Protocol by Ross Francis
Modified by Min-Ho Lee and Sudhir Nayak
Methanol fixation is quick, easy, and gives satisfactory nuclear morphology after DAPI staining. However, methanol-fixed gonads break easily and are more difficult to mount than formaldehyde-fixed gonads. Fix dissected gonads in 3 ml of cold (-20) methanol for 5 min. Using a pasteur pipette, transfer to a glass conical glass tube, add 2ml PBT and spin 1 min in a clinical benchtop centrifuge at setting 2. Remove the supernatant and wash 2x in several ml PBT. Fixed gonads can be stored in methanol at -20 for a week or two before use.
Gives better nuclear morphology and less shrinkage than MeOH fixation. Fix in 2 ml of 3% Formaldehyde/0.1 M K2HPO4 (pH 7.2) for 10 min to 1 hr. (More recently we have found that a 10 min fix gives better detection for a number of antibodies.) After fixation, transfer to a 5 ml glass conical tube (the more narrow the bottom is, the better), add a few mls of PBTw and spin 1 min in clinical benchtop centrifuge at setting 3. Remove super, wash 1x in PBT, and then post-fix in 2 ml of 100% Methanol (from -20 C stock) for 5 min. Fill tube with PBT, spin, remove super ( I usually leave about 200 ul), and transfer the worms into a small (6 mm X 35 mm) glass culture tube (siliconized, Kimax brand) . Alternatively, fixed gonads can be stored in MeOH at -20C for a few days. Storing in methanol for longer periods is possible, but subsequent staining seems of a lower quality and nuclear morphology degrades.

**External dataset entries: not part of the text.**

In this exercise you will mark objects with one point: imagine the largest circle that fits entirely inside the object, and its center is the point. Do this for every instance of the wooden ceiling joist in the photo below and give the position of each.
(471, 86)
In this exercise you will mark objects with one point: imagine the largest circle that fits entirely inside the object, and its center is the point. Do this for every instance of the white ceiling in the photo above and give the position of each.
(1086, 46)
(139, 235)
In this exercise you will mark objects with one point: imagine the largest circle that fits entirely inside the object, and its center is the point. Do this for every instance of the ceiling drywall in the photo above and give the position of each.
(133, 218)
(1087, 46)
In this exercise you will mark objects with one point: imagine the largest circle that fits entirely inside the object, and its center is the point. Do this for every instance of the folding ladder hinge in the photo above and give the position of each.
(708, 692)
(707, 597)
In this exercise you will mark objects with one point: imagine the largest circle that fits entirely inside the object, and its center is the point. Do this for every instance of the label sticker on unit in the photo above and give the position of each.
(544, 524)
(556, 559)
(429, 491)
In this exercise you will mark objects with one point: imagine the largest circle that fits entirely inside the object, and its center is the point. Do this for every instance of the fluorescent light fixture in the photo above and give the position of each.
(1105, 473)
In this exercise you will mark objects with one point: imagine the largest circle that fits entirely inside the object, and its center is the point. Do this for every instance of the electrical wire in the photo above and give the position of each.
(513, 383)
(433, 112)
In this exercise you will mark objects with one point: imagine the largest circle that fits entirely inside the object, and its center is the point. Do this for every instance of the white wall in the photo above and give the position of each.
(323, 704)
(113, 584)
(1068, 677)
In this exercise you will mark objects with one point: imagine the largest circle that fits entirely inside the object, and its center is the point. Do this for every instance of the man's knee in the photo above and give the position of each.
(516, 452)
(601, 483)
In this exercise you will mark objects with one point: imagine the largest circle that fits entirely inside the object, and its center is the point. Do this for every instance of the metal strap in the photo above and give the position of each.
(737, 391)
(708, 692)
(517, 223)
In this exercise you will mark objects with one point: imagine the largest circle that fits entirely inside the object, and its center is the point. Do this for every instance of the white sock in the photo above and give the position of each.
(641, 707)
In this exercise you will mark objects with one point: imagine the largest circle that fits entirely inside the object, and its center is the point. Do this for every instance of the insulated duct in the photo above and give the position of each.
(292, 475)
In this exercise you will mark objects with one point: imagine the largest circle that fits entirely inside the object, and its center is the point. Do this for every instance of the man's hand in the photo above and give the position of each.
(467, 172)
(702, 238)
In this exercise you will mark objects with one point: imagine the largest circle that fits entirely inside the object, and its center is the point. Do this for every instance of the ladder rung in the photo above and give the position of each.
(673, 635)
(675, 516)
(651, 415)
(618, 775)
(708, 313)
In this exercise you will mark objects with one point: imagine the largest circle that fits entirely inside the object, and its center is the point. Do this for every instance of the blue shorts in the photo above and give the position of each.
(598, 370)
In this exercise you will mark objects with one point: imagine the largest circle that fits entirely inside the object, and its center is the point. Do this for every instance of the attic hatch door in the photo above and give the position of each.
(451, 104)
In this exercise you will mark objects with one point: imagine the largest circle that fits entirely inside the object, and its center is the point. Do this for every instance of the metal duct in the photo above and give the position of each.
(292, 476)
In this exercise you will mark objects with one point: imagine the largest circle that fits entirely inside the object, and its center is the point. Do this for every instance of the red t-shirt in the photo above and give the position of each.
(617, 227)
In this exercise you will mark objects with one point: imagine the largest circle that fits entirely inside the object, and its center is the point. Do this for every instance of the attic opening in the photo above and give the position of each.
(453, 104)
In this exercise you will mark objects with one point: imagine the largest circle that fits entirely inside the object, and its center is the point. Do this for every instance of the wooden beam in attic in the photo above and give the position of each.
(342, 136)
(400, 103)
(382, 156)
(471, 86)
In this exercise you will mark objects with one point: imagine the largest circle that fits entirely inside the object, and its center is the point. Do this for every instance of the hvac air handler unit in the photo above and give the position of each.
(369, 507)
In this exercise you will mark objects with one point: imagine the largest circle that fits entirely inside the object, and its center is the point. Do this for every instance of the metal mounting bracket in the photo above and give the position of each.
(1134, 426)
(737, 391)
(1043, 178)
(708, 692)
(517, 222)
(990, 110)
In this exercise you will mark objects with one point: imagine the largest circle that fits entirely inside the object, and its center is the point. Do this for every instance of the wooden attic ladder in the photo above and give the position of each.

If you want to retain some native GFP signal a 10 min in 3% formaldehyde/0.1 M K2HPO4 (pH 7.2) can be used for dissected gonad arms (no methanol post-fix). Arms will be more fragile than with the longer fix so care should taken when transfering.
C. Methanol / Formaldehyde
This fixation protocol is fast and gives better DAPI-nuclear morphology than methanol by itself. To make the fixative, mix 10 mls of 16% formaldehyde, 3.3 mls of 0.1 M K2HPO4 (pH7.2), and 40 ml methanol. This solution is stored at -20 and is used as described for methanol (but increase fixation time to 10 min).
D. Glutaraldehyde / Formaldehyde
Glutaraldehyde / formaldehyde fixation works well for germline RNA in situs: gonads remain intact through extensive protease treatments (40 ug/ml Proteinase K for 30 min) that would destroy gonads fixed in formaldehyde alone. This fixation has also been used with good results with some antibodies. Mix 10 ml of 16% formaldehyde, 0.53 ml of 25% glutaraldehyde (EM grade), and 43 ml of 0.1 M K2HPO4 (pH 7.2). Store the fixative in 5-10 ml aliquots at -20¡C. Fix gonads for 2 hr at rom temperature with a 5 min MeOH post-fix (as described above for formaldehyde).
PBS: Sambrook et al. (Molecular Cloning).
PBT: PBS containing 0.1% Tween 20.
3% formaldehyde / 0.1 M K2HPO4 (pH7.2): Prepare from sealed ampoules of 16% EM grade formaldehyde (EM Sciences). Freeze any excess. This solution can also be made from paraformaldehyde powder.
Methanol: 100% stock kept at -20C.
NOTE: For fixation of whole animals the same protocols can be used.